Justement, comment peut-on concilier entre la neutralité concurrentielle et la mise en œuvre des politiques publiques sans pour autant créer des distorsions dans le marché ?
Il y a beaucoup de subventions qui sont données parce qu’il y a une situation dramatique à un moment donné et que le marché ne peut se corriger sans intervention. Cela fait bien entendu partie de la responsabilité du gouvernement d’assurer une certaine stabilité. Mais on s’aperçoit aussi qu’il y a des situations pérennes qui ne se justifient pas du tout par une situation d’urgence ou anormale. Alors là, nous pouvons nous attendre lorsque les entreprises bénéficient systématiquement de subventions au détriment de leurs concurrentes que la concurrence va être biaisée. Donc comment concilier entre la neutralité concurrentielle et la mise en œuvre des politiques publiques ? C’est en attirant l’attention des pouvoirs publics comme on l’a fait au moment de la déréglementation sur le fait que certaines réglementations entraînaient des restrictions concurrentielles. Lesdites réglementations avaient souvent d’autres objectifs.
Les autorités de la concurrence ont à mon avis joué un rôle assez utile consistant à dire aux pouvoirs publics que nous comprenons votre objectif mais il y a des façons moins attentatoires à la concurrence d’arriver à ces objectifs. C’est le même scénario dans la neutralité concurrentielle : si vous donnez une subvention à une entreprise qui domine le marché, il ne faut pas espérer que la concurrence ait un effet positif.

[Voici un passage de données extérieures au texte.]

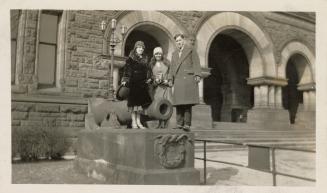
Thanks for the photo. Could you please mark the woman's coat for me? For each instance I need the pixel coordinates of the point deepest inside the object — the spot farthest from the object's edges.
(183, 71)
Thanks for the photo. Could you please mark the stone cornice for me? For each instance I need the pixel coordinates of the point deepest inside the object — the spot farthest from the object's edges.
(48, 99)
(119, 61)
(307, 86)
(266, 80)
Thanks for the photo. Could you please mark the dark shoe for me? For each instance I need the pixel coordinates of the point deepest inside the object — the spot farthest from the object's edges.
(178, 127)
(187, 128)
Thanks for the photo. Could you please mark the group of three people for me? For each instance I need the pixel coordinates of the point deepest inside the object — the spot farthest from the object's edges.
(158, 76)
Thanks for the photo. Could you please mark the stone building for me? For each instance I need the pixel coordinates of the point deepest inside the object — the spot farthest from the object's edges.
(262, 64)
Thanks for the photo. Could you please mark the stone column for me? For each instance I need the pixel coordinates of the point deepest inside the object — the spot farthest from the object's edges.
(115, 79)
(306, 117)
(278, 97)
(257, 96)
(271, 96)
(305, 100)
(264, 96)
(201, 91)
(312, 100)
(268, 102)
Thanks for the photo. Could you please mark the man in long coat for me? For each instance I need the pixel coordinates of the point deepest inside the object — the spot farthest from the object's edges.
(185, 73)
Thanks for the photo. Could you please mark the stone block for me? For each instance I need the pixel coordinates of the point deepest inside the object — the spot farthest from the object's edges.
(19, 115)
(77, 124)
(15, 123)
(73, 108)
(75, 117)
(262, 116)
(126, 156)
(31, 123)
(23, 107)
(47, 108)
(71, 82)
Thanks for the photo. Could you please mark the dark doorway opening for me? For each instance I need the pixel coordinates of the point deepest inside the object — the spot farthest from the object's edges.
(292, 97)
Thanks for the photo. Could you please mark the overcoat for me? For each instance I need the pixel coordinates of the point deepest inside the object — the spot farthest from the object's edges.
(183, 71)
(136, 73)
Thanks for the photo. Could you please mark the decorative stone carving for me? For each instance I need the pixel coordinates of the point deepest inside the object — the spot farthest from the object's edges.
(266, 80)
(170, 149)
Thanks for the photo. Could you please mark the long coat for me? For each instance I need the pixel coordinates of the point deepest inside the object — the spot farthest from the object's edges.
(183, 71)
(136, 73)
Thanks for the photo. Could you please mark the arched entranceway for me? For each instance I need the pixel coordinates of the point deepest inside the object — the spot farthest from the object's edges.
(152, 36)
(226, 89)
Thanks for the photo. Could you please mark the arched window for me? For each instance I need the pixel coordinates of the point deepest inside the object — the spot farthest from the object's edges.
(50, 53)
(14, 23)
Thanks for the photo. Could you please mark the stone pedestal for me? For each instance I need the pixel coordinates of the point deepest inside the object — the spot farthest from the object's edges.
(306, 119)
(132, 156)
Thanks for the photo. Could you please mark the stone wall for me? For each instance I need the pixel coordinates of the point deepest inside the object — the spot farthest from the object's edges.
(34, 114)
(86, 75)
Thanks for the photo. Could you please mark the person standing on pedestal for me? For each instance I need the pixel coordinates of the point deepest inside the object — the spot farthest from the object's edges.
(185, 74)
(160, 86)
(136, 75)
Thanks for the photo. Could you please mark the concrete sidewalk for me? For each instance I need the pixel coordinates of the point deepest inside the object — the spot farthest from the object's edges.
(290, 162)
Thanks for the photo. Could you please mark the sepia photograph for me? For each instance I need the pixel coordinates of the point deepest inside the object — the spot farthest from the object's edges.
(195, 98)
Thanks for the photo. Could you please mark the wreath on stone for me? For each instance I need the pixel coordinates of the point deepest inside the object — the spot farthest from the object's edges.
(170, 149)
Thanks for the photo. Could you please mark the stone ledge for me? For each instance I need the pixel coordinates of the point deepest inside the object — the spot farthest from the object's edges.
(266, 80)
(307, 86)
(48, 99)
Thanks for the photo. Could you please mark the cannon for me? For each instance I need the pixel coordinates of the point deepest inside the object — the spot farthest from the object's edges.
(105, 113)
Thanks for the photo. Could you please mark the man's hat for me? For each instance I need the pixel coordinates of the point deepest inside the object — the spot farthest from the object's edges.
(122, 93)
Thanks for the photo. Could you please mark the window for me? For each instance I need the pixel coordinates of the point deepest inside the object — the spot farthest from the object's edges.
(14, 22)
(48, 48)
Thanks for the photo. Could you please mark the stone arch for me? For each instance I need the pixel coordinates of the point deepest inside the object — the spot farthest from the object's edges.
(134, 19)
(307, 60)
(261, 58)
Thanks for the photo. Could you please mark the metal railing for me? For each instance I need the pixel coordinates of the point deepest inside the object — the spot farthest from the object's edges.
(270, 149)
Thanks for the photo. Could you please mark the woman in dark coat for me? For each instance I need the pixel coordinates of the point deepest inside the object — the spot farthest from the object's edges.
(160, 86)
(136, 74)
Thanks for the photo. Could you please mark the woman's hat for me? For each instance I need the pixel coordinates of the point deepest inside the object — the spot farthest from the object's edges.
(157, 50)
(122, 93)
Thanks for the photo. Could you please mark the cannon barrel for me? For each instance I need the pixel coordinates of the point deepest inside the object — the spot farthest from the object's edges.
(101, 109)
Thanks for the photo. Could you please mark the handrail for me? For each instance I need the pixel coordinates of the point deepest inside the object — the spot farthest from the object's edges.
(273, 171)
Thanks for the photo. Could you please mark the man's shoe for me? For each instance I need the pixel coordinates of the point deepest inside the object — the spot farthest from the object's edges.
(178, 127)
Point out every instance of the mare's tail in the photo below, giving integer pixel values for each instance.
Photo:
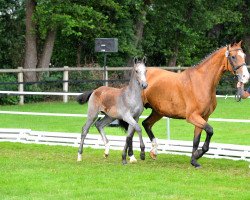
(123, 124)
(84, 97)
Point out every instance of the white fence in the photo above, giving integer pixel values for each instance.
(217, 150)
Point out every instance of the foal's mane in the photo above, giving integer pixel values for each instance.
(208, 57)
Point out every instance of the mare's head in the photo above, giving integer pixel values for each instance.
(236, 62)
(140, 72)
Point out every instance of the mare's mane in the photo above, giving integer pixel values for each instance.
(207, 57)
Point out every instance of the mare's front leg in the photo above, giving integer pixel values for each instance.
(148, 124)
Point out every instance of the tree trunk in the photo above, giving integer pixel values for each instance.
(173, 59)
(44, 61)
(30, 61)
(139, 27)
(79, 55)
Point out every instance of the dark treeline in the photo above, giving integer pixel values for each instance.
(47, 33)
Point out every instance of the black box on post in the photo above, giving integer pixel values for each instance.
(106, 45)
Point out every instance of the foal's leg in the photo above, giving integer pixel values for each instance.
(128, 147)
(133, 123)
(148, 124)
(100, 124)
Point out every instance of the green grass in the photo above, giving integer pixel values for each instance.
(51, 172)
(224, 132)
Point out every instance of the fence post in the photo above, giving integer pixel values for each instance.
(20, 85)
(65, 83)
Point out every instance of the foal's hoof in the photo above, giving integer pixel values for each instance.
(152, 155)
(105, 155)
(195, 164)
(142, 155)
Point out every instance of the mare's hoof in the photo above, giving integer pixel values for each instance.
(105, 155)
(142, 155)
(152, 155)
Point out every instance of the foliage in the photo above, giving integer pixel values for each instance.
(8, 83)
(11, 33)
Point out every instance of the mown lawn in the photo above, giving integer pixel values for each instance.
(224, 132)
(51, 172)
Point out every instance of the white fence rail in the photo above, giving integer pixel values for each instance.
(217, 150)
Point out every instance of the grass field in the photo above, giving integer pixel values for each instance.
(51, 172)
(224, 132)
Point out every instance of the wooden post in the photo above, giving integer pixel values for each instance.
(65, 83)
(20, 85)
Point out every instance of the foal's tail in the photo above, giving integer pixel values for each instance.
(84, 97)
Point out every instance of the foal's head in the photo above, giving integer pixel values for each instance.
(140, 72)
(236, 59)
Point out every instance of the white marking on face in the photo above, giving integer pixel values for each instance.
(240, 53)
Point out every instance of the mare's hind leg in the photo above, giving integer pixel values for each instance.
(148, 124)
(100, 124)
(200, 124)
(198, 153)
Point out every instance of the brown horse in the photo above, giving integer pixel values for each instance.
(191, 94)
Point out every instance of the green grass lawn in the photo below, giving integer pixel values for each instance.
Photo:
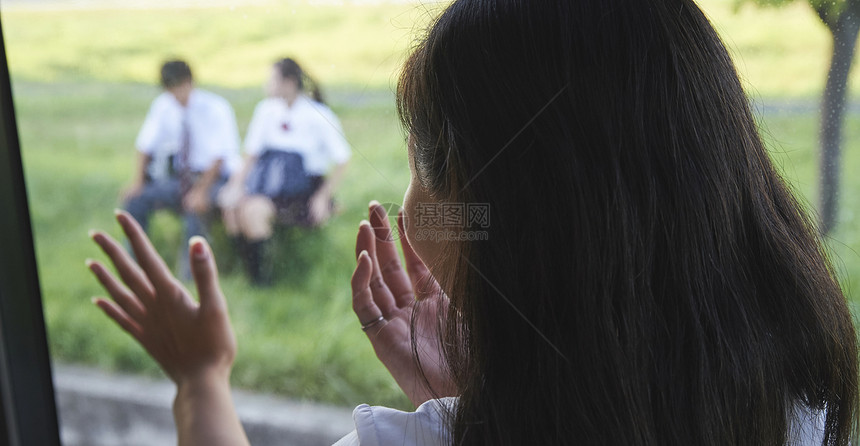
(82, 81)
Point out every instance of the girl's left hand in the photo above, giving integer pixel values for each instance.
(191, 341)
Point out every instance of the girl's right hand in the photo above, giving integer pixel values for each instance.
(383, 297)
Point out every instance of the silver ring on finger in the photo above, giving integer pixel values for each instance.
(365, 327)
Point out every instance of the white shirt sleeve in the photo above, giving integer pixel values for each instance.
(255, 138)
(151, 131)
(336, 147)
(383, 426)
(228, 138)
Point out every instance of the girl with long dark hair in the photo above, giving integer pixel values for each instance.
(597, 250)
(295, 156)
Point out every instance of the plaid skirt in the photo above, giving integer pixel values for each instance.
(281, 176)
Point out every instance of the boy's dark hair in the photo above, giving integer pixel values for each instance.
(175, 72)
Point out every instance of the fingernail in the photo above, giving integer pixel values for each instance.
(198, 248)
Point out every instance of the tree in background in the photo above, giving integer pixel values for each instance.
(842, 19)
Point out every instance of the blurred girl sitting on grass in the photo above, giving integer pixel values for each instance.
(647, 277)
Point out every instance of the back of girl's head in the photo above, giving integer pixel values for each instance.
(647, 277)
(290, 69)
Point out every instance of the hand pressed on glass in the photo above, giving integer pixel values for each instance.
(382, 288)
(192, 342)
(187, 338)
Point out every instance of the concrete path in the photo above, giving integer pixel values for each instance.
(104, 409)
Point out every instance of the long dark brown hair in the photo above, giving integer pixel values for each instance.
(648, 277)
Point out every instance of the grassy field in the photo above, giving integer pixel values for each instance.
(83, 81)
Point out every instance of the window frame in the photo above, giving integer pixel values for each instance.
(28, 413)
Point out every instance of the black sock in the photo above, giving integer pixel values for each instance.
(240, 246)
(259, 269)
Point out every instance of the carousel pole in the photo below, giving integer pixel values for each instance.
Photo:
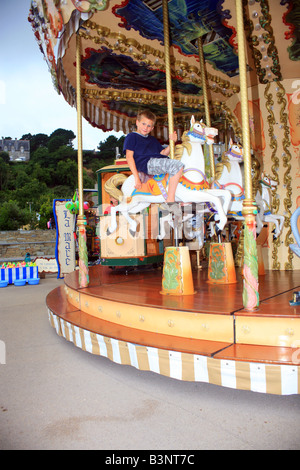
(168, 75)
(177, 271)
(250, 268)
(81, 220)
(206, 104)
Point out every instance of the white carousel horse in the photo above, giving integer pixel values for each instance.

Il y a une autre façon, si vous donnez des conditions de licence différentes entre les différents acteurs ou si vous dites que la réglementation appliquée aux entreprises publiques est différente de celle appliquée aux entreprises privées, il y aura un coût et c’est finalement aux pouvoirs publics de décider si ce coût en vaut la peine.
Quel rôle peut donc dans ces cas jouer l’autorité de la concurrence pour mettre un peu d’ordre ?
L’Autorité de la concurrence peut suggérer dans certains cas des façons d’aider le secteur notamment dans ceux dans lesquels il y a un vrai problème financier ou un échec de marché, remplacer une subvention sélective par une autre non sélective mais qui s’applique à toute entreprise qui remplit un certain nombre de conditions. Ce qui peut permettre d’assurer la survie de certaines entreprises et d’éviter les distorsions créées par l’absence de la neutralité concurrentielle.
Quelles sont les situations jugées anormales qui pourraient éventuellement biaiser la concurrence autres que celles citées ci-dessus ?
Dans certains pays, les conditions dans lesquelles les concurrents obtiennent des licences pour exercer leurs activités sont différenciées entre entreprises nationales et étrangères. Il peut y avoir une raison mais lorsque les conditions sont plus onéreuses pour les entreprises étrangères, cela veut dire qu’elles ne peuvent pas porter une véritable concurrence aux entreprises nationales qui ont des coûts de licence plus faibles. Il faut savoir que dans ces conditions, la qualité de la concurrence ne va pas être saine.
Aussi, souvent la réglementation qui s’applique aux entreprises historiques publiques n’est pas la même que celle qui s’applique aux entreprises nouvelles.
Autre exemple sont toutes les formes de subventions qui peuvent être financières, injections de capital, des exonérations fiscales… Il y a aussi en matière de marchés publics, des entreprises qui ont droit à des informations. Elles ont donc un avantage de présenter leur offre.
L’idée est que l’Etat doit être conscient du fait qu’attenter à la concurrence aura un coût en terme d’efficacité de la concurrence. L’idéal serait qu’il s’interroge s’il n’y a pas d’autres moyens pour atteindre les mêmes objectifs mais autrement qu’en créant des distorsions.
L’OCDE invite ainsi les gouvernements à veiller à ce que les règles appliquées sur les marchés soient neutres.
Le Maroc s’est doté récemment de l’Agence nationale de participations stratégiques de l’Etat Jusqu’à quel degré cette agence pourrait-elle aider à assurer une neutralité concurrentielle ?
Je pense que c’est une très bonne chose parce qu’une grande partie des inégalités qui affectent le jeu de la concurrence entre entreprises publiques et privées, est due au fait que l’Etat n’a pas toujours une notion très claire de la mission qu’il veut que ses entreprises remplissent. Cette agence est responsable de la séparation de ce qui relève de la mission du service public et des activités marchandes. Et pour cause, la gouvernance des deux types d’activité n’est pas la même. Cela sera à mon avis de nature à réduire les inégalités dans la concurrence associée à l’intervention de l’Etat.